BY MONI STEIN, MD, FSIR
Transjugular intrahepatic portosystemic shunt (TIPS) has been the main alternative to treating bleeding related to esophageal or gastric varices in the context of portal hypertension. Recently, as a less-invasive alternative, balloon-occluded retrograde transvenous obliteration (BRTO) of gastric varices has been introduced to treat bleeding gastric varices, which are less amenable to endoscopic sclerotherapy and banding. We describe a successful case of modified BRTO in the acute setting of gastric variceal bleeding.
A 61-year-old woman presented to the emergency department at Adena Regional Medical Center in Chillicothe, Ohio, with upper gastrointestinal bleeding. She had established liver cirrhosis with portal hypertension. A CT scan obtained earlier showed gastric varices and a well developed splenorenal shunt (Figures 1 and 2). Endoscopy was performed identifying mostly gastric varices with active bleeding.
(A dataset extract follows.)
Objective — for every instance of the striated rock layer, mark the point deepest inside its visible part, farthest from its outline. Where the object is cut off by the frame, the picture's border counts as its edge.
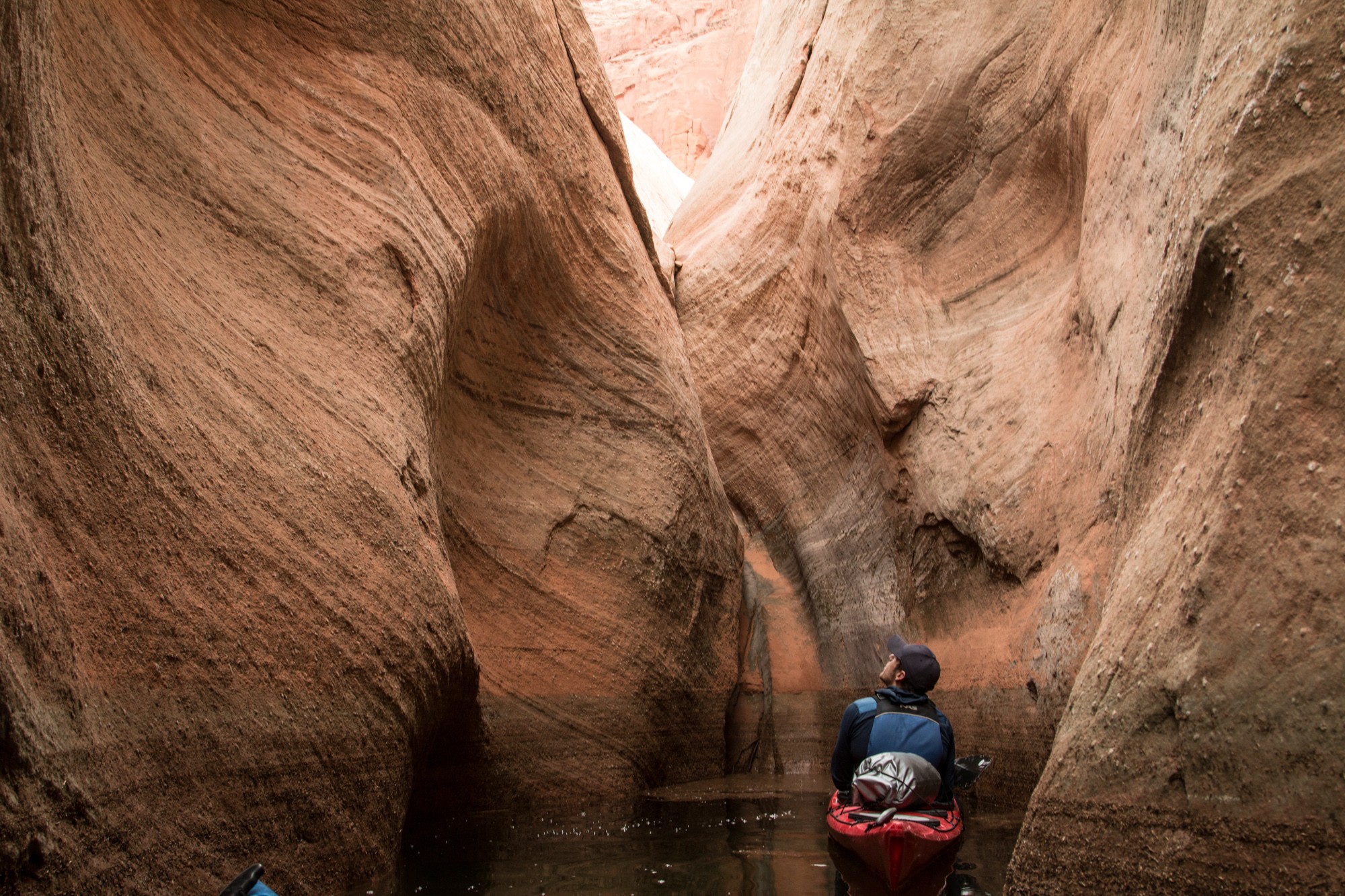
(673, 67)
(340, 385)
(1017, 327)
An attempt was made to place a clip across a bleeding varix, which achieved only temporary reprieve.
The patient was determined to be a good candidate for BRTO, which was performed in the angiographic suite via a femoral vein approach. After establishing access into the femoral vein with a 5-F (1.67-mm) Cobra C2 catheter, the left renal vein was selectively catheterized, and renal venography was performed. A 7-F (2.33-mm) vascular sheath was introduced and, using a 5-F (1.67-mm) Berenstein catheter and a stiff hydrophilic guidewire, the splenorenal shunt was catheterized,
and venography was performed (Figure 3).
Figure 1. A CT scan of the abdomen with contrast showed gastric varices but no esophageal varices (white arrow).
Figure 2. A CT scan of the abdomen with contrast showed the spontaneous splenorenal shunt (yellow arrow).
Figure 3. Catheter venography showed the splenorenal shunt (white arrow) with a flow from the gastric varices to the renal vein.
The catheter was advanced further into the portion of the shunt closest to the varices, and a Berenstein 8.5/11.5-mm occlusion balloon was introduced over an Amplatz wire and was inflated with a 0.55-mL mixture of saline and contrast at 50% strength. A 10-mL mixture of contrast material, gelfoam, and 1% sodium tetradecyl sulfate was processed as a slurry in a 10-mL syringe and injected through the lumen of the occlusion balloon and was left in place for 15 minutes (Figure 4).
Subsequently, coil embolization was performed through the same lumen while the balloon was still inflated. Two 8-mm X 40-cm (400-mm) and three 8-mm X 20-cm (200-mm) Interlock™-35 Coils were deployed (Figures 5 and 6) into the varices and splenorenal shunt to trap the sclerosing agent and prevent the possibility of migration into the systemic circulation and potentially the pulmonary arteries. The patient remained stable, and the access was removed safely. The patient was discharged from the hospital a day later.
Figure 4. Catheter venography showed the inflated occlusion balloon (straight white arrow) and the stasis in the gastric varices distal to the balloon. Note the metallic clip placed during endoscopy (curved arrow).
Figure 5. Following injection of the sclerosing agent, coils were deployed just distal to the balloon (white arrow).
Figure 6. Final image showed the Interlock™ Coils (white arrows) blocking the outflow from the gastric varices after sclerotherapy. Contrast was still noted in the varices, indicating flow stasis.
This case exemplifies the value of a minimally invasive procedure such as BRTO, which takes advantage of the patient’s anatomy in order to access and sclerose bleeding gastric varices without having to perform a TIPS with all its potential risks and complications.
Moni Stein, MD, FSIR, is Chief of Interventional Radiology at Columbus Radiology in Columbus, Ohio. He has disclosed that he received no compensation for this article and is not a consultant to Boston Scientific Corporation.
Results from case studies are not necessarily predictive of results in other cases. Results in other cases may vary.